I make more than the average teacher makes now, and less than they would make after a 30% raise.
But then again I work 9 hours a day five days a week without a built in summer vacation or the sweet retirement package they get.
And I received a real education - rather than a degree in “Education”.
Shee it ... go ‘head ‘n strike ... th’ kids’ll prolly actually LEARN sum’m
He would earn my vote... Unionized public school teachers are vastly overpaid.
Same here. Teach in my subject of qualification because I enjoy teaching.
Close the schools and pay the parents $10,000 per child to homeschool. It would be cheaper for the taxpayer.
Ah. For a moment there, I thought you wanted all of them turned into pillars of salt...
I tried that. Despite the much bemoaned lack of teachers in science and math - and a M.S. degree - I was told (in California) that I needed a degree in “Education” in order to teach High School.

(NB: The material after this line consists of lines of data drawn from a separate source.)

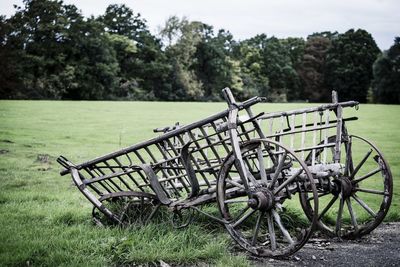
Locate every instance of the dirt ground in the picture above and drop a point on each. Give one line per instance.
(380, 248)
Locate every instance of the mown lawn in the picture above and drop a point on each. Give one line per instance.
(46, 221)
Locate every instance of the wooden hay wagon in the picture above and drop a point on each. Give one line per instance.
(274, 176)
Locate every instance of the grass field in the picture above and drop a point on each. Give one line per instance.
(46, 221)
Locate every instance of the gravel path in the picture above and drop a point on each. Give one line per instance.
(380, 248)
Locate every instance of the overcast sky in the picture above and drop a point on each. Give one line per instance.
(246, 18)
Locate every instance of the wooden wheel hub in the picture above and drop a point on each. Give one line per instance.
(262, 200)
(344, 185)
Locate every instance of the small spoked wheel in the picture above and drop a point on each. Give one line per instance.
(127, 208)
(260, 211)
(355, 201)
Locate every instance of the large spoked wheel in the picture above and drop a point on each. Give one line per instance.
(127, 208)
(260, 211)
(354, 202)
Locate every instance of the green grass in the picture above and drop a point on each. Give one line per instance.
(46, 221)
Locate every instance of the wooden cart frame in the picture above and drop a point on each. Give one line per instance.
(274, 176)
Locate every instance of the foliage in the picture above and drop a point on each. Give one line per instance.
(46, 221)
(386, 83)
(49, 50)
(311, 69)
(349, 64)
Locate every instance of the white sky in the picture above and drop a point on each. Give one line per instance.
(246, 18)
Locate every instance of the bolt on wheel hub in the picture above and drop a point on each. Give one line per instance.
(262, 200)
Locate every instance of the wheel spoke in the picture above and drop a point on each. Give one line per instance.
(251, 177)
(327, 207)
(287, 181)
(349, 168)
(245, 217)
(283, 229)
(339, 216)
(156, 208)
(372, 191)
(352, 214)
(278, 170)
(360, 164)
(261, 165)
(365, 206)
(243, 211)
(235, 184)
(319, 195)
(362, 178)
(271, 231)
(257, 228)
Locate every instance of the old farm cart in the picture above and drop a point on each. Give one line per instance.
(274, 176)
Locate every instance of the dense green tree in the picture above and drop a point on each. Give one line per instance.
(283, 78)
(248, 54)
(311, 69)
(386, 69)
(349, 64)
(214, 67)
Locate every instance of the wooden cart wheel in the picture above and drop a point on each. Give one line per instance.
(356, 201)
(264, 217)
(127, 208)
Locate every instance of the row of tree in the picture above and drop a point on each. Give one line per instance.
(48, 50)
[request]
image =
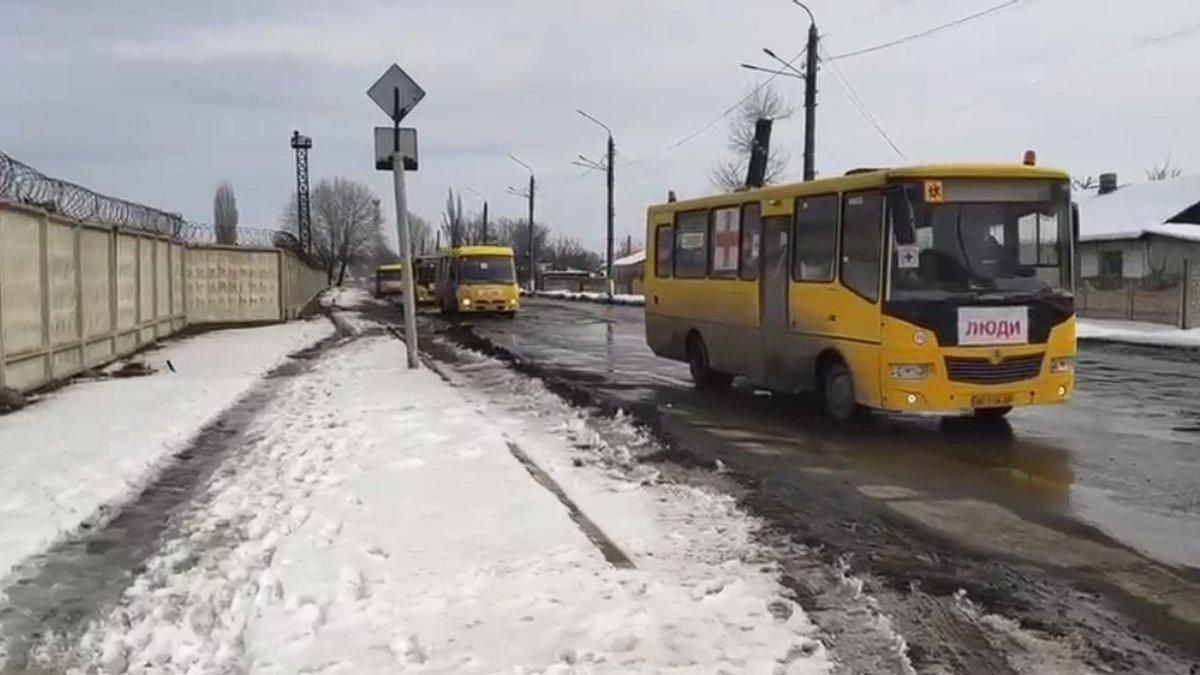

Sure, as a Graduate Student I was apparently qualified to teach College students University level Cell and Molecular Biology (I was very highly rated by my students), I was apparently unqualified to teach High School students basic Science.
I loved teaching as well, and was willing to take a pay cut to do it. But I was not willing to go back to school to get a degree in “Education”. My ex wife went through that and I helped her though the nonsensical course work.
But all is well that ends well. Now I do real science every day and make more than I would have as a teacher (although the work is harder and the hours longer and the perks less). Moreover I really do good with the work I do - finding life changing novel treatments for serious diseases.
When I hear about them threatening to strike I can only think “Ronald Reagan and the Air Traffic Controllers”.
Fire them all and replace them - it shouldn’t be too hard to find qualified teachers if you do not insist on a degree in “Education”.